Thrill-seekers will soon be running with the bulls when they’re unleashed in several cities across the country, officials said.
The Pamplona-inspired Great Bull Run will begin an eight-state tour after a wild, man-vs.-beast event at a drag-racing strip just south of Richmond, Va., on Aug. 24, organizers said.
About 5,000 people have already signed up for the inaugural bull run, despite the high risk for injury or death.
Since 1924, 15 people have been killed in the famed San Fermin festival in Spain — which Jets coach Rex Ryan ran in last month. The most recent death was in 2009, when a 27-year-old man was gored in the neck and chest by a rogue bull named Capuchino.
“By participating in the run, you accept the risk that you might be trampled, gored, rammed or tossed in the air by a bull, or bumped, jostled, tripped or trampled by your fellow runners,” the event states on its website.
“We do what we can to minimize those risks by using less-aggressive bulls than those used in Spain and allowing runners to hide in nooks and climb over the track fence if necessary, but make no mistake: you could get seriously injured at this event.”
Even with the harsh warning, about 50 people a day continue to sign up for the first run with about 2,000 people already planning to take part in a second event in Georgia, the group’s co-founder and chief operating officer, Rob Dickens, told the Associated Press.

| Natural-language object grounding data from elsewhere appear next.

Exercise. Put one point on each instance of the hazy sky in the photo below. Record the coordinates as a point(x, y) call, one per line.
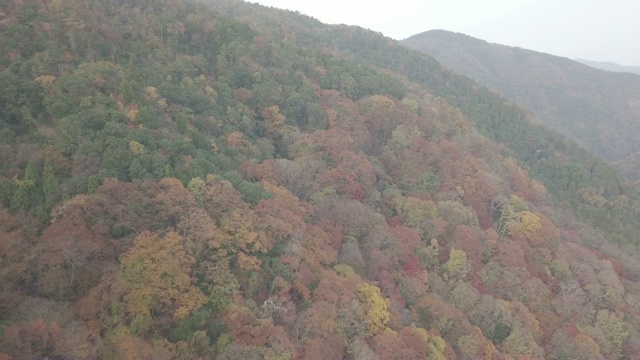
point(590, 29)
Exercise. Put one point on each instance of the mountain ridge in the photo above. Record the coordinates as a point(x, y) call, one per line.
point(569, 96)
point(195, 180)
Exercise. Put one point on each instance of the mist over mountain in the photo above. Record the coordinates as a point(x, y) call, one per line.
point(599, 109)
point(222, 180)
point(610, 66)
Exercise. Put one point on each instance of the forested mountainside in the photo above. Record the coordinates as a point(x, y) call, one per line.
point(599, 109)
point(610, 66)
point(196, 180)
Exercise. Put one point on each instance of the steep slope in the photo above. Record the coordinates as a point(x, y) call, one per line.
point(596, 108)
point(194, 180)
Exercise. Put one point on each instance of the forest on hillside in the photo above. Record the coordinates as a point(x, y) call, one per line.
point(221, 180)
point(598, 109)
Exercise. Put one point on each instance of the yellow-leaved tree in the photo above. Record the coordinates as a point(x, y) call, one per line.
point(374, 308)
point(154, 277)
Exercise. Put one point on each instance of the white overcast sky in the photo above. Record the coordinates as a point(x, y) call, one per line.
point(589, 29)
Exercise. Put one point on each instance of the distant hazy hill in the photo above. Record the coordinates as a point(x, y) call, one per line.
point(610, 66)
point(599, 109)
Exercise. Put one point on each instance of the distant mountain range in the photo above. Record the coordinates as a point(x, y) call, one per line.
point(610, 66)
point(599, 109)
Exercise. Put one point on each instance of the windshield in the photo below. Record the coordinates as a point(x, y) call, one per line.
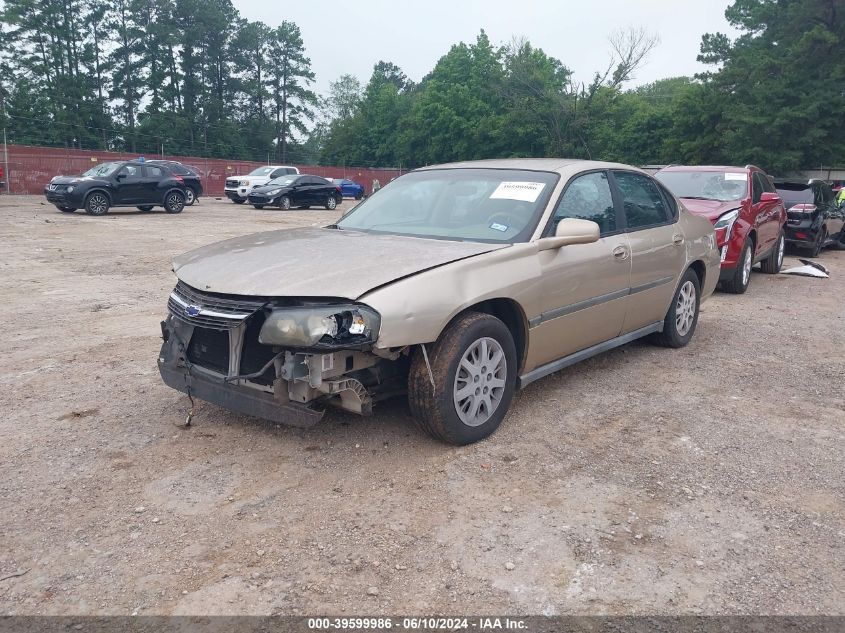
point(105, 169)
point(283, 181)
point(261, 171)
point(711, 185)
point(478, 205)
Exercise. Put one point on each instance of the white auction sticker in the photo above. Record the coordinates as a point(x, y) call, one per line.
point(526, 191)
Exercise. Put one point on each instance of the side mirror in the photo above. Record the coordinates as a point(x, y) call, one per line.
point(571, 231)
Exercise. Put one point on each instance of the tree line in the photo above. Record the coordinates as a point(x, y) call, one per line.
point(191, 77)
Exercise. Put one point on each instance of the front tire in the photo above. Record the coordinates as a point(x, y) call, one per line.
point(474, 366)
point(738, 284)
point(97, 203)
point(174, 202)
point(682, 317)
point(773, 263)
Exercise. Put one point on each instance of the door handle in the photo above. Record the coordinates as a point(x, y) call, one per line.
point(620, 252)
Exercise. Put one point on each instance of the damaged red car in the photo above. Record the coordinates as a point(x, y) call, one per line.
point(746, 211)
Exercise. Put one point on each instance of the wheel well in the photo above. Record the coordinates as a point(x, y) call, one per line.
point(93, 191)
point(511, 314)
point(700, 270)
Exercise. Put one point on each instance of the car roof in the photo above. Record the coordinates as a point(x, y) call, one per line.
point(707, 168)
point(559, 165)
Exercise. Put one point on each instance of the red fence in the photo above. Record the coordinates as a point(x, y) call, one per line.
point(31, 168)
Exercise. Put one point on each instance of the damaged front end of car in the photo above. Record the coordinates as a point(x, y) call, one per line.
point(277, 358)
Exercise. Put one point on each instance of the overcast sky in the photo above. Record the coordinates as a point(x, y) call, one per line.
point(349, 37)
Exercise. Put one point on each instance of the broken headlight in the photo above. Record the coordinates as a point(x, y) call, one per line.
point(321, 326)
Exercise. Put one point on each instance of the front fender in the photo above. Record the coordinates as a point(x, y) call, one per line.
point(416, 309)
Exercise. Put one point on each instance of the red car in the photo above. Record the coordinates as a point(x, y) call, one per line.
point(746, 211)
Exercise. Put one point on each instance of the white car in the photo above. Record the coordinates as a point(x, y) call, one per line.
point(237, 188)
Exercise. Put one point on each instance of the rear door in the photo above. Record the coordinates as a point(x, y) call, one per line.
point(584, 286)
point(766, 214)
point(658, 251)
point(129, 185)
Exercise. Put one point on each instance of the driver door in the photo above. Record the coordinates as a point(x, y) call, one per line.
point(129, 185)
point(584, 286)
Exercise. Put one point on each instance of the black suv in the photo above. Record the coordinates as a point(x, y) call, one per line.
point(814, 219)
point(118, 184)
point(191, 176)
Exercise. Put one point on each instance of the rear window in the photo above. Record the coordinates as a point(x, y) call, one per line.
point(706, 185)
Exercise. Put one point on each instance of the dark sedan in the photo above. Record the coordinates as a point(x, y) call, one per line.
point(814, 218)
point(118, 184)
point(300, 191)
point(190, 176)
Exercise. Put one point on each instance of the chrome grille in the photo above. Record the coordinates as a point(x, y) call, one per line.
point(210, 311)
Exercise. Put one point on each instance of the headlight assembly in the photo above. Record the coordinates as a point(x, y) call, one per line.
point(327, 327)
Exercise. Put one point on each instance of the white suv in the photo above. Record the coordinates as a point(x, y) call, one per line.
point(238, 187)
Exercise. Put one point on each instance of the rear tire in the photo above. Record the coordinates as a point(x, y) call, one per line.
point(738, 284)
point(473, 364)
point(773, 263)
point(97, 203)
point(174, 202)
point(682, 317)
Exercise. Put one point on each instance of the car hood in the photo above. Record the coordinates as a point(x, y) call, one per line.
point(710, 209)
point(315, 262)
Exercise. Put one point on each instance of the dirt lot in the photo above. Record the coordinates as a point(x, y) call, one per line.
point(703, 480)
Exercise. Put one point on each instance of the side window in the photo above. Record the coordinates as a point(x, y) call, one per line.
point(756, 187)
point(588, 197)
point(644, 206)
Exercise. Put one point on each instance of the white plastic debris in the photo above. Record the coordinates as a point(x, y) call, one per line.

Other bull runs are planned for cities in Texas, Florida, California, Minnesota, Illinois and Pennsylvania.
The daring events have long caused opposition from animal rights groups.
“These events are a shameful example of cruelty for the sake of nothing more than entertainment and profit,” Ann Chynoweth, senior director of The Humane Society of the United States’ End Animal Fighting & Cruelty Campaign, told the AP.
“These companies put the health and safety of both humans and animals at risk, without the required federal oversight,” she said. “We call on the USDA to investigate these entities immediately.”
But the organizers of the Great Bull Run argued the claims and said that they are “wholly committed to the health and safety of the animals we work with.”
Dickens said the fenced-in courses will be safer for runners than the narrow, cobble-stoned streets of the Pamplona event made famous by Ernest Hemingway in his 1926 novel, “The Sun Also Rises.”
The bulls will be released in waves of six at a time to give more space and a “better opportunity to complete the course safely,” Dickens said.
He also said the group’s choice in livestock won’t pose the same danger as the bulls used in Spain.
“We’re not using the Spanish fighting bulls that are bred to be very aggressive for the entertaining aspect of bullfighting,” Dickens said.
He argued that the purpose of the event is to give a sense of adventure for aspiring mozos.
“You can go running down the street any time you want, but to run with bulls — that's something that doesn't come along very often,” Dickens said.